The stars are iconic. They are the main spokespeople for all of the various consumer products that have really exploded in India. So it is a very, very dominant form of popular culture, and its impact on daily life is tremendous.
BOB GARFIELD:
So in terms of women's place in Indian society and their freedom, do you think Bollywood films are part of the problem? Do you think that they could be part of a solution?
TEJASWINI GANTI:
I think actually the films work both ways. Well, you know, the dominant moral values about chastity and controlled sexuality, that is problematic in terms of limiting women's choices and perspectives. But at the same time, there's the flip side of these films, which is that all of the women involved in the production of the films are some of the most independent and autonomous and liberated women in India, and they serve as some type of role model for young women in terms of seeing women as career women in one respect.
BOB GARFIELD:
So getting back to the kiss and the media circus that, you know, has developed around it, in the end, is this potentially going to do some good to just calling attention to the various dichotomies that you've been discussing?
TEJASWINI GANTI:
I think it can do a few things. One has, of course, been a lot of coverage in the Indian press about how absurd all of these protests have been and that the real message of that event, which was to try to raise awareness about HIV and AIDS in India, which is a huge problem, that that has been sidelined. But that discussion about how often can we allow certain moral policing to get out of hand, I think that's an important discussion.
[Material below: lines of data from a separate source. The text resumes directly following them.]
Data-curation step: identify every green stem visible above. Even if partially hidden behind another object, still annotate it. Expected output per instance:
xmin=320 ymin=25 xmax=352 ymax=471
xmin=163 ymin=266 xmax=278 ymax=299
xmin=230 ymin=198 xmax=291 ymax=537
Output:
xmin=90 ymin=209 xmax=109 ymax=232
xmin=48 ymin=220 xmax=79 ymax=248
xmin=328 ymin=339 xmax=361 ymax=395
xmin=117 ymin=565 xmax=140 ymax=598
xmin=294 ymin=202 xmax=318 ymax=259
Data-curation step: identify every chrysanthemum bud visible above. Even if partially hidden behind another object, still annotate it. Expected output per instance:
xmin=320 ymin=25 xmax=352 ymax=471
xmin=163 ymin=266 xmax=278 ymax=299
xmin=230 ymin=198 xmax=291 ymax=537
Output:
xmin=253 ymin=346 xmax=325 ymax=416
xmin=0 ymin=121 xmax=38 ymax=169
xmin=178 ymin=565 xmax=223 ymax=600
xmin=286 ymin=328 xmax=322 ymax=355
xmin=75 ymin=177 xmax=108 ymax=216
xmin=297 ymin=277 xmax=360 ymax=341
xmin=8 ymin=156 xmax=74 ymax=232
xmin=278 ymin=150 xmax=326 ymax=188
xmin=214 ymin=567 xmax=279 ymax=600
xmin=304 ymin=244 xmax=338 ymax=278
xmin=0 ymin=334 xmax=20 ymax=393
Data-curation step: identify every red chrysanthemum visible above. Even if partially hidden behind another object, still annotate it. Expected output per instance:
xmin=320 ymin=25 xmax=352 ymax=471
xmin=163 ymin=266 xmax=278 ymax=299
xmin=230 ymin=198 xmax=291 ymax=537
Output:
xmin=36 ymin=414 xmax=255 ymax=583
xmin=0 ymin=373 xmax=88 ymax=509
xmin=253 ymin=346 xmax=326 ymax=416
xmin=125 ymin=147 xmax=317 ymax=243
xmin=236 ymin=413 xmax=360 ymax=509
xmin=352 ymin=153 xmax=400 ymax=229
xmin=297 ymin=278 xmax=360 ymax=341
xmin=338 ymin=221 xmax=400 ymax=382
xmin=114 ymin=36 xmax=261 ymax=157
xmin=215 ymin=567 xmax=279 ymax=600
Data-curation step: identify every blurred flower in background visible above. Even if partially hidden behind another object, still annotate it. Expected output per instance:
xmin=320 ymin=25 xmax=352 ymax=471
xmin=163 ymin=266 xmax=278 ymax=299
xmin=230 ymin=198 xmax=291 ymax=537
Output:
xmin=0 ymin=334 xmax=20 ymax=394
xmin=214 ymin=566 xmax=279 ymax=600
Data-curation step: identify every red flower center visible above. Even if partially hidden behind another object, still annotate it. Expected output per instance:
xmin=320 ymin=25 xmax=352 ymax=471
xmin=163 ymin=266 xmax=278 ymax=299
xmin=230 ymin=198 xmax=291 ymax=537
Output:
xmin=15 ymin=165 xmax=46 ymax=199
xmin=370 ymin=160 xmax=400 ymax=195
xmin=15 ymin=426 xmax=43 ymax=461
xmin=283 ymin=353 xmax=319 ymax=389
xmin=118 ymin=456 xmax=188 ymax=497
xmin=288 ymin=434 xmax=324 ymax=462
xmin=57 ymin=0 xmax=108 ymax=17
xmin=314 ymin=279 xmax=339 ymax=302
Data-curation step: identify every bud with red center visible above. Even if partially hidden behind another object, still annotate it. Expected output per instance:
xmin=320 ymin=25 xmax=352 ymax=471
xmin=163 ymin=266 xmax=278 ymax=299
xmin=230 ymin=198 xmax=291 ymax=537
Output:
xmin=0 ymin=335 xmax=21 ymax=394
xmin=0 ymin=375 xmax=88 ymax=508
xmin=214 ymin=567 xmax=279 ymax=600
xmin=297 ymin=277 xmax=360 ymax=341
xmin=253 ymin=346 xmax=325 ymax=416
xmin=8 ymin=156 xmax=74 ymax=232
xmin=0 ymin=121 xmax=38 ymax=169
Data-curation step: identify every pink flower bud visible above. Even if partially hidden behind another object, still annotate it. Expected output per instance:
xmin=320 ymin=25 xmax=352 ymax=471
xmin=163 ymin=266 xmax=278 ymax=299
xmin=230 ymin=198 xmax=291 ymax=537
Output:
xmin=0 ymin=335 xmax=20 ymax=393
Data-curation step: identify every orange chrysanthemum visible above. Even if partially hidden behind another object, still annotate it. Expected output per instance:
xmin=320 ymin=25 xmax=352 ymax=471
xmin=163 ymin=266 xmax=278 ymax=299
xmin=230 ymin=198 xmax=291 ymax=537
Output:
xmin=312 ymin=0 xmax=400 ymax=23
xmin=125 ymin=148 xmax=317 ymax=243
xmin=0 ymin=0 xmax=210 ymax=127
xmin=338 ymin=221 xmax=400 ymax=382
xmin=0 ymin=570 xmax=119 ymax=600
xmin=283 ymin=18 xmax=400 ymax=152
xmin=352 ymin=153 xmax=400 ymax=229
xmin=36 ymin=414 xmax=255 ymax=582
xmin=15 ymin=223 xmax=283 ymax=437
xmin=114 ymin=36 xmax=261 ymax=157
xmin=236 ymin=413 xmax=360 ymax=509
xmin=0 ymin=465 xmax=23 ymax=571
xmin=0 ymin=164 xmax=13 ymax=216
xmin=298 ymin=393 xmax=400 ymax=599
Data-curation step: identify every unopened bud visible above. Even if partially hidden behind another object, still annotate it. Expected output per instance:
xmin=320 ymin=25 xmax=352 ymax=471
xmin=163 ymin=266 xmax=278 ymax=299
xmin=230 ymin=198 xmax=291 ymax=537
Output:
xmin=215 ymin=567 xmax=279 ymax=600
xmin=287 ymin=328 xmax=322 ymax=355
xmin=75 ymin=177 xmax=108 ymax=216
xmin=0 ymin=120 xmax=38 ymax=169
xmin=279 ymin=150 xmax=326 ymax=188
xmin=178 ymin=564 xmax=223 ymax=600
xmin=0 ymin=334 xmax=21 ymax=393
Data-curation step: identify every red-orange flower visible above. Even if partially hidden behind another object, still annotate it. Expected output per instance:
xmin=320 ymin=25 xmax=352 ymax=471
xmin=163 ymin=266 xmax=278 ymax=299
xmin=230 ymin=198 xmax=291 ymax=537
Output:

I think there's also been a discussion about the media, where it's just you're continuously seeing the same thing over and over again and that everything seems to – every little molehill is made into a mountain. I think that's an important discussion to be had because of the kind of explosion of media.
But also, in the end, to me, it's just yet another instance of some set of people somewhere who get upset about something, and it's been happening for many years. It's just that now they have an international platform to express their grievances because of the explosion of the media.
BOB GARFIELD:
All right, Teja. Thank you very much.
TEJASWINI GANTI:
You're very welcome. Thank you again for having me on.
BOB GARFIELD:
Tejaswini Ganti is a professor of anthropology at New York University.